Although he trained as a commercial photographer and produced modernist-inspired still lifes during the 1930s, after World War II Sudek returned to the moody chiaroscuro that had characterized his early work. For the series Remembrances, to which this photograph belongs, he surveyed the garden of his friend, the architect Otto Rothmayer, producing dramatic images haunted with familiar objects from his studio-fragments of classical sculpture, masks, glass vessels, and mirrors. In this photograph, Sudek conjures an otherworldly nimbus hovering over a marble head atop an abandoned table and empty chairs, casting an aura of recent departure that identifies the scene as the materialization of memory.
Inscription: Signed in pencil on print, recto LR in image: "Sudek"; inscribed in pencil on print, verso UC: "Prichod noci r.1960; signed and inscribed in ink on print, verso UC: "13[circled in ink, crossed out in pencil]//Josef Sudek"; stamped in ink on print, verso LR: "68497"; inscribed in pencil on print, verso LL: "RK 30780 - 95007"; inscribed in pencil on print, verso UR: "99" [encircled]; inscribed in pencil on print, verso LC, CR: "[erased]", "[erased]"

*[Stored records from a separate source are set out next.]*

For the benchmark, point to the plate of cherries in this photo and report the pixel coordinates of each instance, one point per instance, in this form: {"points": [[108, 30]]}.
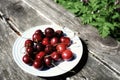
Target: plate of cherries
{"points": [[47, 50]]}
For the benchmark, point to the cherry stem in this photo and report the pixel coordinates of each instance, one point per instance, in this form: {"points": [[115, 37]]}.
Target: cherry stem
{"points": [[62, 68]]}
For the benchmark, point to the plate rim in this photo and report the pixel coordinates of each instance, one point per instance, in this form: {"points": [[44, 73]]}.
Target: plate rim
{"points": [[35, 27]]}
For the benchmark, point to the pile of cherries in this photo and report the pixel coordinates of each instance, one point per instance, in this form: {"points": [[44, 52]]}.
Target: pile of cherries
{"points": [[46, 48]]}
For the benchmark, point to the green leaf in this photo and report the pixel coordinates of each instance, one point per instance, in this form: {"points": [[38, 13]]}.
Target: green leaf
{"points": [[104, 31]]}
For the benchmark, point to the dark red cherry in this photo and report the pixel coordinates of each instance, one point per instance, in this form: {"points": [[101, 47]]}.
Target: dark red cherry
{"points": [[26, 59], [59, 33], [56, 56], [54, 41], [29, 50], [61, 47], [49, 49], [38, 64], [67, 54], [49, 32], [37, 37], [48, 61], [28, 43], [46, 41], [65, 40], [40, 55]]}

Josef Sudek; Rudolf Kicken; Penelope Dixon
The Metropolitan Museum of Art. "Johnson Gallery, Selections from the Collection 32," May 14, 2002–September 8, 2003.

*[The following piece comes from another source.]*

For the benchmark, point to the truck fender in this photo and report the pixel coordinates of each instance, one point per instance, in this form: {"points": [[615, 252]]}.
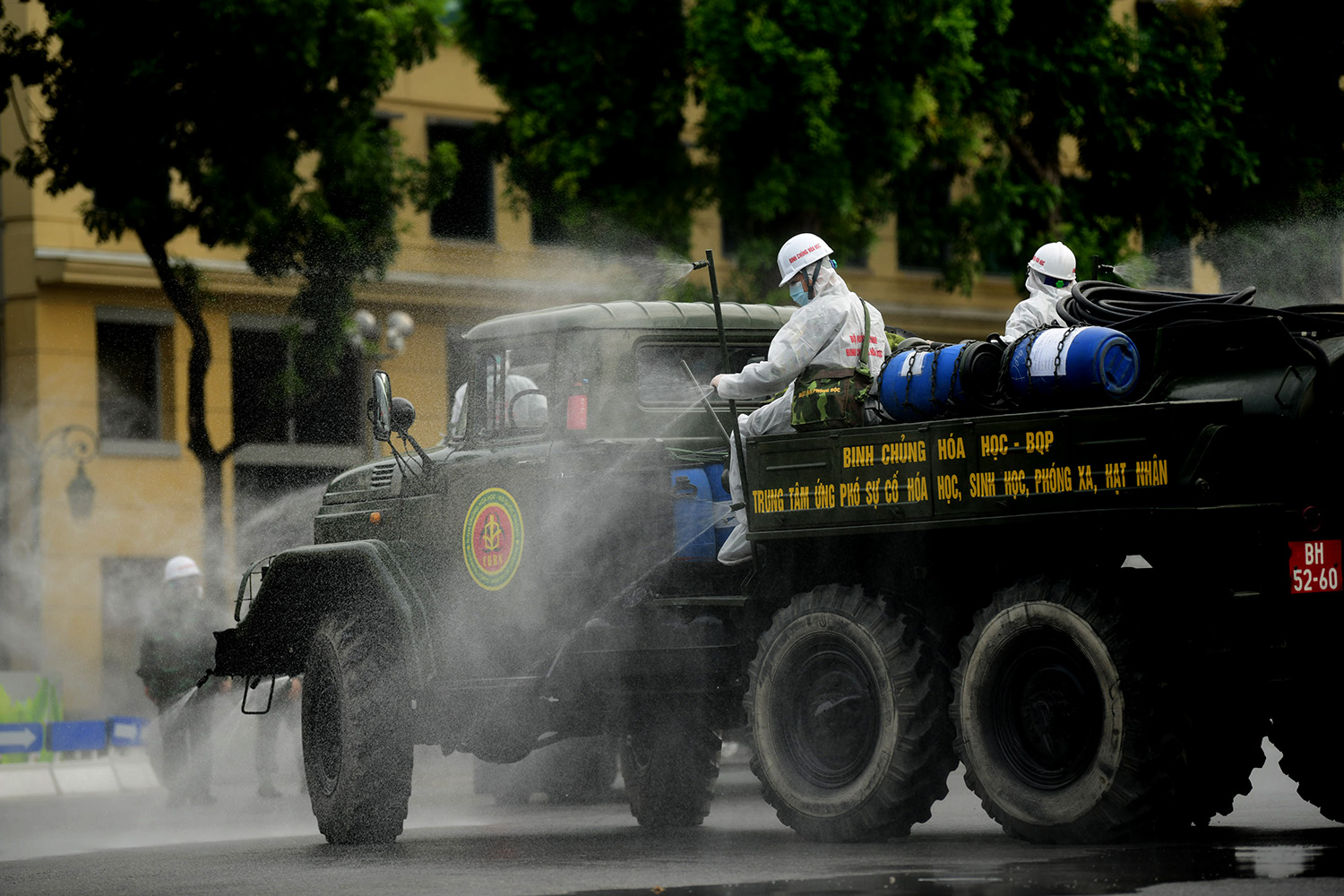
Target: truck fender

The Metropolitan Museum of Art. "Night Vision: Photography After Dark," April 26, 2011–September 5, 2011.
Negative date: 1948-64 [the artist preferred to give the date of the entire series to individual prints]; see cropped variant in Zdenek Kirschner, Josef Sudek, Prague, 1982; the inscription verso UC "Prichod noci" translates to 'The Arrival of Night" as translated by Violeta, MMA, Watson Library.